Free Read Novels Online Home

My Roommate's Girl by Julianna Keyes (17)

22

Aidan

––––––––

“You seem better,” Jerry remarks when I enter the kitchen the following Monday morning, dressed in a white button down and navy pants. “You also look better.” It’s a fair observation, not an insult. I’ve been wearing the same sweatpants and T-shirt all week, and even I had to admit I was starting to smell.

“Thanks.”

“Early shift at the library?”

“Yeah,” I lie. “I’m covering for someone.”

“Cool. Let me know if you need to tie anything up for any reason. I have a lot of knot knowledge now.”

Sure enough, the couch, ottoman, and both side tables are covered in various lengths of ropes tied up in various types of knots.

“You’re really taking this seriously,” I remark, pouring a bowl of cereal and watching him work on another knot as I eat.

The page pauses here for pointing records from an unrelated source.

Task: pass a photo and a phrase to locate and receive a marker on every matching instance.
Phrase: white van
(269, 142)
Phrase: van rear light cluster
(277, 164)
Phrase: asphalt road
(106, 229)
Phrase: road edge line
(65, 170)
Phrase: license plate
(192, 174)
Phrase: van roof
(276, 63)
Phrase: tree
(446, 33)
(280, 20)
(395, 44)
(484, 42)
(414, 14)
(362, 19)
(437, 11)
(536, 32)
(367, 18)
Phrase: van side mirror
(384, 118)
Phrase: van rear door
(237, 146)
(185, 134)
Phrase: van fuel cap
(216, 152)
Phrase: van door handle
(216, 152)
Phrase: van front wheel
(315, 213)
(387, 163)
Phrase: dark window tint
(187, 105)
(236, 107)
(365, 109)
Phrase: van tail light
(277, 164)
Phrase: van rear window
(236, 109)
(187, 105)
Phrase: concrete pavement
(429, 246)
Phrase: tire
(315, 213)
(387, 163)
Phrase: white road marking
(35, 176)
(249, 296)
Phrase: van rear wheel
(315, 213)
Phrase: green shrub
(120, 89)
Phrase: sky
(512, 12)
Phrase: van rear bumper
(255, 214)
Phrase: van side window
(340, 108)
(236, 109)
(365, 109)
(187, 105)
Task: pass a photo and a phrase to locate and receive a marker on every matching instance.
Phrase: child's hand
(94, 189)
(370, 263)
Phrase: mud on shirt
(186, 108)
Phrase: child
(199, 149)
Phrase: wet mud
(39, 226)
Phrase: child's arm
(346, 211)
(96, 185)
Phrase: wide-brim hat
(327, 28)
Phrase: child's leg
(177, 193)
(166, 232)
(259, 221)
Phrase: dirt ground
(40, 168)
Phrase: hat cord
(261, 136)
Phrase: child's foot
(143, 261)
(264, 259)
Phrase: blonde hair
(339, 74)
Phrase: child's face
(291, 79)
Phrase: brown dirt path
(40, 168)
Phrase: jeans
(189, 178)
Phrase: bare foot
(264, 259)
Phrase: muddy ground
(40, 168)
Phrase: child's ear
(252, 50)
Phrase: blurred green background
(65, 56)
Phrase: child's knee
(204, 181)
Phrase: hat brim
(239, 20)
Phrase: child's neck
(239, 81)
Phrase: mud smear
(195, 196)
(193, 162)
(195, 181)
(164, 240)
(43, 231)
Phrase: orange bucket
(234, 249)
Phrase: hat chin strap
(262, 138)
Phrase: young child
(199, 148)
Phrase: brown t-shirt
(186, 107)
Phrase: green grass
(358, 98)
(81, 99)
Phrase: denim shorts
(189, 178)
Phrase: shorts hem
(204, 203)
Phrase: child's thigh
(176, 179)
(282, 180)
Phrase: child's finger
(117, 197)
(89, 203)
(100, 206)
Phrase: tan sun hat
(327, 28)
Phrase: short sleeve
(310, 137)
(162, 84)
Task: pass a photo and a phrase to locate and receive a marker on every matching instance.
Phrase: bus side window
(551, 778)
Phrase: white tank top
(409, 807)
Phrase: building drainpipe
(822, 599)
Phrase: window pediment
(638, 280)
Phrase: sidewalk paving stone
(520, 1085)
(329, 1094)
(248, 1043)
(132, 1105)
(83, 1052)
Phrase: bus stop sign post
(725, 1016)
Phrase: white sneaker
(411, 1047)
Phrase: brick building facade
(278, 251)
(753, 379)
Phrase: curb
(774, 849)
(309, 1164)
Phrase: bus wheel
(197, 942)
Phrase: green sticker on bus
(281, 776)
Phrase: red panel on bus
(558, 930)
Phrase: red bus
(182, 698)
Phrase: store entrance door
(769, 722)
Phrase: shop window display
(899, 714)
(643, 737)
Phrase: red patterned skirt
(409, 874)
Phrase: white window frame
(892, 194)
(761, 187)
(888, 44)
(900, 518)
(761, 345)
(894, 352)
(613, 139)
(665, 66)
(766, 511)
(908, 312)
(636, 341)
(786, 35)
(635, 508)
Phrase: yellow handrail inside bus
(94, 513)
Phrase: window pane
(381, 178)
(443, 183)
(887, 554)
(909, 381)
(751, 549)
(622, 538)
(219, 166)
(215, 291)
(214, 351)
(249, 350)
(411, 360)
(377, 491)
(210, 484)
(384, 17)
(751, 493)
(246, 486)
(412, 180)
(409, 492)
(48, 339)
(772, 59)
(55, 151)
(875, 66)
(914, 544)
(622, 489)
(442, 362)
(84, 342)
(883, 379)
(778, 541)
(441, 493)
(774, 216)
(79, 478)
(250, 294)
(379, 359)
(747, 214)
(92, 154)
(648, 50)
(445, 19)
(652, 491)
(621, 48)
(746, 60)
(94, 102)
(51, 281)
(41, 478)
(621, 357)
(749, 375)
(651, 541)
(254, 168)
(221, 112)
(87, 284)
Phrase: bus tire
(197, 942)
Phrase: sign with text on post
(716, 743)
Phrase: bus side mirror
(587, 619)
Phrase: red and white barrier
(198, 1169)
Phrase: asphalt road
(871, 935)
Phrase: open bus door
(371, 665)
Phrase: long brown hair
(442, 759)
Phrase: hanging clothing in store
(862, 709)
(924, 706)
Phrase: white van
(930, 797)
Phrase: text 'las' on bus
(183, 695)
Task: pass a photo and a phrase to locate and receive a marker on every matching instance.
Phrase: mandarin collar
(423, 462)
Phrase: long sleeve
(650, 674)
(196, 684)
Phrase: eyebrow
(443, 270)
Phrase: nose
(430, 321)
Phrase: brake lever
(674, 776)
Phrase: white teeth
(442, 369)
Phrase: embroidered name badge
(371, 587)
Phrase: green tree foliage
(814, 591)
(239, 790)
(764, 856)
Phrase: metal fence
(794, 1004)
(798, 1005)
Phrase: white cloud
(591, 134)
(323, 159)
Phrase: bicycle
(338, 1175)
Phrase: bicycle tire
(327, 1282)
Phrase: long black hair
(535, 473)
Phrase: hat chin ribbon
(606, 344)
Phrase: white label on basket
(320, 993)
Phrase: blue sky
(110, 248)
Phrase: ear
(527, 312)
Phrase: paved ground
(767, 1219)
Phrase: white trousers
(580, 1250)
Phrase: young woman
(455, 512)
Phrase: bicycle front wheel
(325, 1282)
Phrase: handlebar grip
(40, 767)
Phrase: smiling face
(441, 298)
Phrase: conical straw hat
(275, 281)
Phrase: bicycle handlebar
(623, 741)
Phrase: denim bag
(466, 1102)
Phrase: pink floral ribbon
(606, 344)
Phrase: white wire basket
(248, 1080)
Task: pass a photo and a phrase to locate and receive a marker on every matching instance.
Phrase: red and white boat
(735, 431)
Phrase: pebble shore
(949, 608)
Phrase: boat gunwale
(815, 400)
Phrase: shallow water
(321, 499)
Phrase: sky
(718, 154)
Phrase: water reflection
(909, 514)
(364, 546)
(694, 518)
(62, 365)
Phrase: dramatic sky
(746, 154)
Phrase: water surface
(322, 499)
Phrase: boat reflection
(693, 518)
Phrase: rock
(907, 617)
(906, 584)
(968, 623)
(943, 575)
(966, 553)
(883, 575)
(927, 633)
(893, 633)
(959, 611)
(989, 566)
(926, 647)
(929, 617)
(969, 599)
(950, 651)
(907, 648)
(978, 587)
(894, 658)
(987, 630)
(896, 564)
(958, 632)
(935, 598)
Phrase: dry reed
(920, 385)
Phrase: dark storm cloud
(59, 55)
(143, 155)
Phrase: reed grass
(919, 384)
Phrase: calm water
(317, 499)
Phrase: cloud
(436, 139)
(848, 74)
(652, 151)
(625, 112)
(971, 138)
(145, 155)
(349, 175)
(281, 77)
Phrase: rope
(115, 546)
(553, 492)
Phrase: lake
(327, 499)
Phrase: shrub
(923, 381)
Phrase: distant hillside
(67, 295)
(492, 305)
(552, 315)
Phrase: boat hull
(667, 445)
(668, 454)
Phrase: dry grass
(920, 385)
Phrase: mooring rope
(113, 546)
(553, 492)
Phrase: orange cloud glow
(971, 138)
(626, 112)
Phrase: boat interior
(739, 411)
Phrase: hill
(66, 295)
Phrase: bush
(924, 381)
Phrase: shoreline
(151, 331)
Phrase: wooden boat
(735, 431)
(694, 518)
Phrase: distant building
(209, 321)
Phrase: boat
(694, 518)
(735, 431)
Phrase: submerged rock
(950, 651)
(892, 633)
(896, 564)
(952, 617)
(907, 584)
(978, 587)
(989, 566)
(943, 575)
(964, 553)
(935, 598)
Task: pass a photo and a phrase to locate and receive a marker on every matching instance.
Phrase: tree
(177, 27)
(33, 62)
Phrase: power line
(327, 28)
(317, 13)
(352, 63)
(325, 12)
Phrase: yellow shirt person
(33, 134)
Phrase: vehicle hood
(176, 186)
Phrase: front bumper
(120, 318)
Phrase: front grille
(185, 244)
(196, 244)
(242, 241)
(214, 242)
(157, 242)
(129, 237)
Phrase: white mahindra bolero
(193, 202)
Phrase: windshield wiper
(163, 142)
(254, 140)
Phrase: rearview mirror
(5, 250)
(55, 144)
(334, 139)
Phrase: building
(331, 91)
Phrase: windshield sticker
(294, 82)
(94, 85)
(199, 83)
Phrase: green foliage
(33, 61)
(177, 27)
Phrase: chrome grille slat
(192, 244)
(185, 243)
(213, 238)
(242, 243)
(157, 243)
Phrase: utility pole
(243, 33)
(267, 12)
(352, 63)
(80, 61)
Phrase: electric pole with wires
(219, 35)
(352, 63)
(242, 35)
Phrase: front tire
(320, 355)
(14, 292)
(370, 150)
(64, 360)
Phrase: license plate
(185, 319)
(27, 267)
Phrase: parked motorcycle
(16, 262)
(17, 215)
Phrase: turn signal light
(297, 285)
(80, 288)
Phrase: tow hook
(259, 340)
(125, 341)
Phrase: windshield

“Well,” he says, chewing on his bottom lip. “I was the worst knot-tier in the group, and it was pretty embarrassing. You don’t say you’re pre-med and then admit you can’t tie a slip knot.”

“Oh, God, no.”

If he hears my sarcasm, he doesn’t acknowledge it. “Anyway,” he continues. “Practice makes perfect, so here I am.”

The word perfect makes me think of Aster, and I contemplate Jerry’s knots, an assortment of twisted penance for his crime of cheating. And my crime of paying for it.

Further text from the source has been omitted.